Abstract
Background
Polyoxometalates are a diverse family of metal-oxo anions of early transitional metal ions in high oxidation states, including vanadium. Such compounds are gaining increasing interest in biomedicine due to their anti-cancer activity. Regarding melanoma, available therapies’ effectiveness is still currently limited, commonly leading to relapse. For this reason, it is vital to identify novel anti-cancer agents.
Methods
To better understand the mechanism of action involved in the anti-cancer vanadium-based compounds in melanoma, we conducted a systematic review.
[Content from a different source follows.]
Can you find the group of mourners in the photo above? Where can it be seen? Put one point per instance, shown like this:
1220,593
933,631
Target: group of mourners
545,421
Search was performed in Clinical Trials, Cochrane Library, Pubmed, Scielo, and Web of Science (20/4-8/5/2020). Review articles were excluded. Inclusion criteria considered articles between 2000 and 2020, written in English, in which vanadium compounds were evaluated alone (not combined with other drugs), allowing to recognise the effects exclusively derived from vanadium.
Results
Based on the inclusion/exclusion criteria, a total of 5 articles, published between 2013 and 2020, were analyzed. All tested compounds, including Oxidovanadium(IV) complexes [VIVO(mpp)2] and [VIVO(ppp)2] (VS3, VS4), reduced cellular viability. Moreover, Vanadium pentoxide (V2O5) and Xyloglucan from Copaifera Langsdorffii complexed with Oxovanadium(IV/V) (XGC:VO), in murine B16F10 cells, and Inorganic anion vanadate (VN), [VIVO (dhp)2] (VS2), and N,N’-ethylenebis (pyridoxylideneiminato) vanadium(IV) complex [Pyr2enV(IV)], in A375 cells, induced apoptosis. VN, VS2 and Pyr2enV(IV) increased reactive oxygen species (ROS) levels in A375 cells. In vivo experiments demonstrated that V2O5 prolonged the life of mice implanted with B16F10 cells, with no systemic toxicity.
Conclusions
Several different vanadium-based compounds have anti-cancer potential in melanoma, mainly increasing apoptosis and ROS production. Specific metal-based complexes are potential melanoma treatments, which might have been previously neglected.